I get the scenario you are writing about, but he continues to ask, and to me, it sounds like he is asking you out. His intentions, (whether he is just trying to hook up or whatnot), I don't know.

 

i said are you for real..and he said ye..but i just cnt seem to take him seriously because of the way he talks to me..like he'll be saying funny things to me all the time..and just kiddin around so when it comes to something like asking me out i also assume hes not being real

and tht hes jst flirting..

 

hes asked me for the last couple of weeks though..i think i mostly thought he was playing along with what our coworker said about him hving a soft spot for me in her opinion and then said to him why doesnt he just ask me out and get it over and done with..and then he was like yes ok will u go out with me..and he cme up to me in front of everyone..and when i walked away he playfully was lik calling my name..in a jokey creepy stalker way lol..so i continued to not think he was serious

 

but then it went from why did u reject me when i asked u out to him actually coming up with a restaurant name..and saying lets go there..and hes been going with tht for the last two weeks or so..

  • Author
Posted
do you like him? Would you go with him if he was serious? If so, then say, OK and go.

 

or you can say, are you being serious? and get his reaction. and if you like him, go.

 

If not, tell him, "thanks for continuing to ask but Im not interested in going."

 

I get the scenario you are writing about, but he continues to ask, and to me, it sounds like he is asking you out.
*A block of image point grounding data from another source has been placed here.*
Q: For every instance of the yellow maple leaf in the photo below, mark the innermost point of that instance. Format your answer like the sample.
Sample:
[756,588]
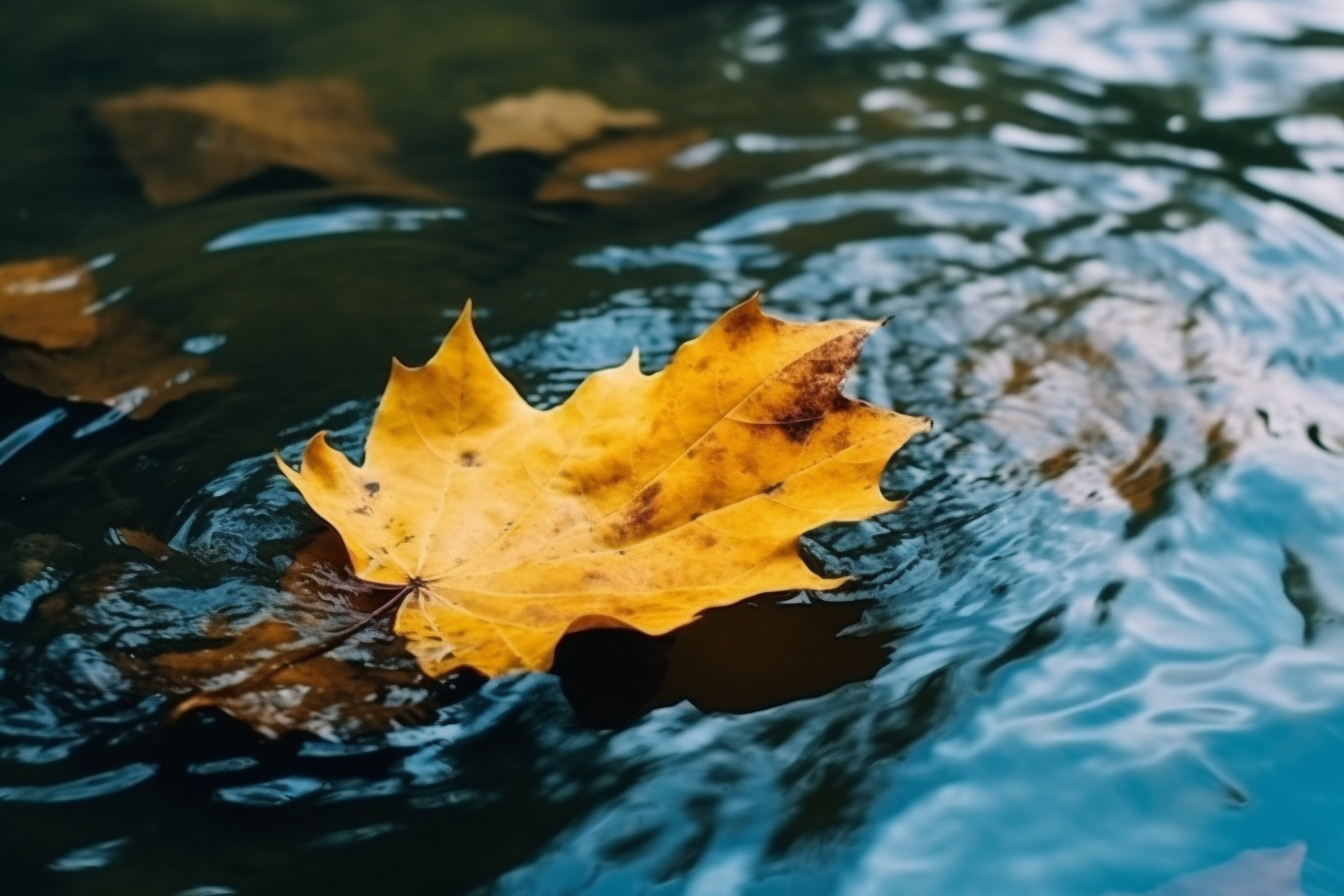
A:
[640,501]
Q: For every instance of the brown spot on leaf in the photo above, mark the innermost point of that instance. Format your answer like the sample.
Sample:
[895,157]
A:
[1022,379]
[639,519]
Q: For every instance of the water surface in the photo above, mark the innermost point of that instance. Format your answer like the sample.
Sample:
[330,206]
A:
[1101,646]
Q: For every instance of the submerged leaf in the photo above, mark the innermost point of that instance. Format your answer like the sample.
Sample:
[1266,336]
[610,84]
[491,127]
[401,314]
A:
[186,144]
[637,503]
[549,121]
[46,302]
[622,169]
[246,676]
[132,368]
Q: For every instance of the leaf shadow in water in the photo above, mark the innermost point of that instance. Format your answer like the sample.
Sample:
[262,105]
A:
[750,656]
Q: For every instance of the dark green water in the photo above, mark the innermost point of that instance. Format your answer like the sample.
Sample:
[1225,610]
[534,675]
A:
[1101,648]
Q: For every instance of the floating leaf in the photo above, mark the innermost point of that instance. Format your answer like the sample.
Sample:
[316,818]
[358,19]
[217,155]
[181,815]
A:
[549,121]
[186,144]
[132,368]
[47,302]
[621,169]
[637,503]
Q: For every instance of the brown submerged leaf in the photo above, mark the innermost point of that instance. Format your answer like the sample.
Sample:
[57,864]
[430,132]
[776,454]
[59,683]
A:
[549,121]
[186,144]
[144,542]
[132,367]
[46,302]
[319,693]
[624,169]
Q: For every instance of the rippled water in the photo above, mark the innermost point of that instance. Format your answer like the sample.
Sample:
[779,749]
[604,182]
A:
[1101,646]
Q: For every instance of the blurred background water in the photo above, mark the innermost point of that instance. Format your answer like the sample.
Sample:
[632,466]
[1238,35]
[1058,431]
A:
[1101,646]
His intentions, (whether he is just trying to hook up or whatnot), I don't know.

 

he goes to me continuously why i rejected him..n then his friend interjected and said she rejected you because of ____ and i was like yes thtts the reason why..and hes like no thts not your reason thts his reason...whats your reason...

 

but ye since then someitmes he wont even come up to me n joke about other stuff like he nrmally does it will just be so why wont you come out here with me.and then hes like wear a dress..

Posted (edited)
i said are you for real..and he said ye..but i just cnt seem to take him seriously because of the way he talks to me..like he'll be saying funny things to me all the time..and just kiddin around so when it comes to something like asking me out i also assume hes not being real

and tht hes jst flirting..

 

hes asked me for the last couple of weeks though..i think i mostly thought he was playing along with what our coworker said about him hving a soft spot for me in her opinion and then said to him why doesnt he just ask me out and get it over and done with..and then he was like yes ok will u go out with me..and he cme up to me in front of everyone..and when i walked away he playfully was lik calling my name..in a jokey creepy stalker way lol..so i continued to not think he was serious

 

but then it went from why did u reject me when i asked u out to him actually coming up with a restaurant name..and saying lets go there..and hes been going with tht for the last two weeks or so..

 

Yes, I read all this in your Original post.

 

It sounds like they are both a bit immature and to be honest, if it was me and two girls were acting like that, I would be annoyed probably by now. Most likely, if I did kinda crush on the girl, I most likely wouldn't be crushing as much as before. I do not know you that well, but I am guessing you are a bit more grounded and mature. Or maybe, I am wrong and this behavior is cute and attractive to you.

 

Also, I think your friends views are a bit skewed based on her feelings and possibly how she wishes it was her he was doing this to. Her comment about you being an easy target, I am not sure if she means "easy" target as in being able to hookup if he got you on a date, or easy target for someone to pick on you. Either way, she seems a bit, being mean about it.